Esta deverá ser a primeira vez nos últimos cinco anos que o governo entra o ano sem ter o projeto orçamentário aprovado pelo Congresso. Em 2000, o projeto só foi votado em abril, depois que o próprio presidente da República pediu para retirá-lo do Congresso para modificações.

Mesmo sem ter o orçamento aprovado, o Executivo poderá liberar a cada mês 1/12 da proposta orçamentária original que foi enviada ao Congresso, exceto as verbas previstas para investimentos. Isso, no entanto, não significa que os ministérios não gastem em investimentos até sair a lei do orçamento.
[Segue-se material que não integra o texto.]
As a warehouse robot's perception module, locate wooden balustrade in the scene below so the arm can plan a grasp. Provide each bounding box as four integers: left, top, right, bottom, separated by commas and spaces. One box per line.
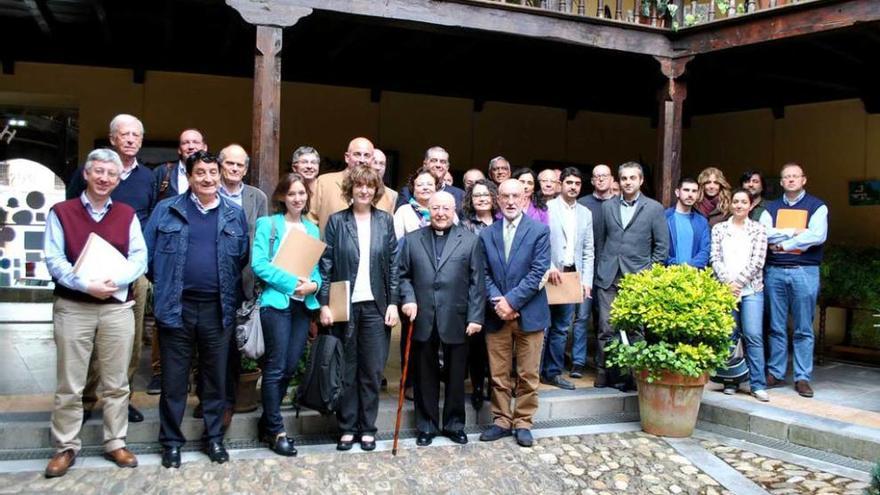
482, 0, 820, 29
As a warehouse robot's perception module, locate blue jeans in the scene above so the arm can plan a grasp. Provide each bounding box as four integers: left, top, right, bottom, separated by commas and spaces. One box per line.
571, 299, 593, 366
541, 304, 575, 378
260, 300, 309, 436
733, 292, 767, 392
764, 266, 819, 381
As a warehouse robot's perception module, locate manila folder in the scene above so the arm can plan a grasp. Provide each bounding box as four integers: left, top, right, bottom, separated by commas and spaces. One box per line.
544, 272, 584, 304
73, 232, 128, 302
272, 229, 327, 280
330, 280, 351, 323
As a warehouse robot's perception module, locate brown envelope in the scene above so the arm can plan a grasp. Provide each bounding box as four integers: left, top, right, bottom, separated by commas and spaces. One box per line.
330, 280, 351, 323
776, 208, 807, 254
544, 272, 584, 304
272, 229, 327, 280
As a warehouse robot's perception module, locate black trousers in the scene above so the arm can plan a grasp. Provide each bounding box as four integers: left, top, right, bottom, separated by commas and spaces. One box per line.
410, 329, 468, 433
467, 330, 489, 394
159, 293, 232, 447
336, 301, 388, 435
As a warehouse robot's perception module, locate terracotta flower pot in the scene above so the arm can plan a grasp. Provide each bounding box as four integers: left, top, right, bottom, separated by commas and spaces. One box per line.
235, 370, 262, 413
637, 371, 709, 437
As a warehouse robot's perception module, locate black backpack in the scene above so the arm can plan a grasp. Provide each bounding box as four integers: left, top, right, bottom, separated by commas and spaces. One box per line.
296, 333, 344, 416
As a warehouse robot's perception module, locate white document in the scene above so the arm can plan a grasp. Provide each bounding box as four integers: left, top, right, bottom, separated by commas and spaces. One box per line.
73, 232, 128, 302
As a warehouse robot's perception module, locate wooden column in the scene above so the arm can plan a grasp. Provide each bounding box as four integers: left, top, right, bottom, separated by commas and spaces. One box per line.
654, 57, 693, 206
250, 26, 283, 195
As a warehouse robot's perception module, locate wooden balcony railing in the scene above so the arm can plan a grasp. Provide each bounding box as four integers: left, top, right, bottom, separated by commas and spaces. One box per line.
483, 0, 822, 30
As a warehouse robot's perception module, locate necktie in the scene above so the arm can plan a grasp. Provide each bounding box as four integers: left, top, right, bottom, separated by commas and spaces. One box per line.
504, 222, 516, 261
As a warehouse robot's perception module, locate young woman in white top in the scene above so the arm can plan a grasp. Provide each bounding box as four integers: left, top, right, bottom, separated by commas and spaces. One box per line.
710, 189, 770, 402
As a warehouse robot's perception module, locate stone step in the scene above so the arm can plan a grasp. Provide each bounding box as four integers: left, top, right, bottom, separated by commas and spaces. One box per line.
0, 388, 638, 459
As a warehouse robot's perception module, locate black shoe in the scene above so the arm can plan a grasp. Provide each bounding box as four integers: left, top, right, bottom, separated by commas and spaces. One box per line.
480, 425, 512, 442
514, 428, 535, 447
593, 370, 609, 388
128, 404, 144, 423
443, 430, 467, 445
541, 375, 574, 390
268, 433, 296, 457
361, 435, 376, 451
147, 375, 162, 395
336, 435, 357, 450
205, 442, 229, 464
162, 447, 180, 468
416, 431, 434, 447
471, 389, 483, 411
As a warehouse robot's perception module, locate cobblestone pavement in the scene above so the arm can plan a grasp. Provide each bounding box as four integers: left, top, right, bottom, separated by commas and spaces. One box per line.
0, 432, 865, 495
702, 441, 869, 495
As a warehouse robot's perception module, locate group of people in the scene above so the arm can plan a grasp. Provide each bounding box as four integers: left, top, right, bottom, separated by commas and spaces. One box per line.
39, 114, 827, 477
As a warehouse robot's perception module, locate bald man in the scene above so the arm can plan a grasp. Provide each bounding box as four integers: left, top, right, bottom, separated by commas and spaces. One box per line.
373, 148, 397, 204
309, 137, 394, 235
398, 191, 486, 446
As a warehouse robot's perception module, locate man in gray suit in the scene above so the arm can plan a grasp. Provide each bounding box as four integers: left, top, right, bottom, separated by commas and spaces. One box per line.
595, 162, 669, 390
399, 191, 486, 446
541, 167, 593, 390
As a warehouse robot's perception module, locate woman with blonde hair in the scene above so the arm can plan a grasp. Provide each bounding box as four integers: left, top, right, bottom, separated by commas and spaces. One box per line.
694, 167, 731, 227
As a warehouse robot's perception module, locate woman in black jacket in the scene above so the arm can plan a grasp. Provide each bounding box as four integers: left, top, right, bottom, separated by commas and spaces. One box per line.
318, 166, 399, 450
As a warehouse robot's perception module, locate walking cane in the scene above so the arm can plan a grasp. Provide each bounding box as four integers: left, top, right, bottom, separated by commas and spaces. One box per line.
391, 321, 413, 455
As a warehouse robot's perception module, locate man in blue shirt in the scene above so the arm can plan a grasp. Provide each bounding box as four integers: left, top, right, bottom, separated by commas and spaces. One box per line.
760, 163, 828, 397
666, 177, 712, 268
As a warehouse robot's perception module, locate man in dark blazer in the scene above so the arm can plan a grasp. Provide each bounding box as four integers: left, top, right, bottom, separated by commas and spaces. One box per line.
594, 162, 669, 390
480, 179, 550, 447
399, 191, 486, 446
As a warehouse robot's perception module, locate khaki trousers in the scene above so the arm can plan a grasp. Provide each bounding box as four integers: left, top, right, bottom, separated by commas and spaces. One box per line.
83, 275, 150, 410
486, 320, 544, 430
51, 297, 134, 452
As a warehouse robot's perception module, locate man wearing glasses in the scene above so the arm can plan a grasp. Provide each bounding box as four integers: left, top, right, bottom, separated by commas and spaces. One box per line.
760, 163, 828, 397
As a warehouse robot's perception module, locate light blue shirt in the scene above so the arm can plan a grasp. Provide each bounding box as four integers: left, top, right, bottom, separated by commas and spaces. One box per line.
43, 192, 147, 292
759, 191, 828, 251
620, 192, 642, 228
220, 184, 244, 206
672, 211, 694, 265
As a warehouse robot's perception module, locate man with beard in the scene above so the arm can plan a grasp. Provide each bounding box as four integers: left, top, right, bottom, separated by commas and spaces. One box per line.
666, 177, 712, 268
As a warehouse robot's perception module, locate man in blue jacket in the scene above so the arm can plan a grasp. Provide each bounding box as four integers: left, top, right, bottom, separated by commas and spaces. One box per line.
666, 177, 712, 268
144, 151, 248, 467
480, 179, 550, 447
Podem ser liberadas as verbas empenhadas, mas não pagas, no final do ano - são os chamados "restos a pagar". Desde o mês passado o Executivo vem acelerando seus gastos, depois que a ministra da Casa Civil, Dilma Rousseff, questionou a política do Ministério da Fazenda e aumentar o superávit primário para pagar juros da dívida pública.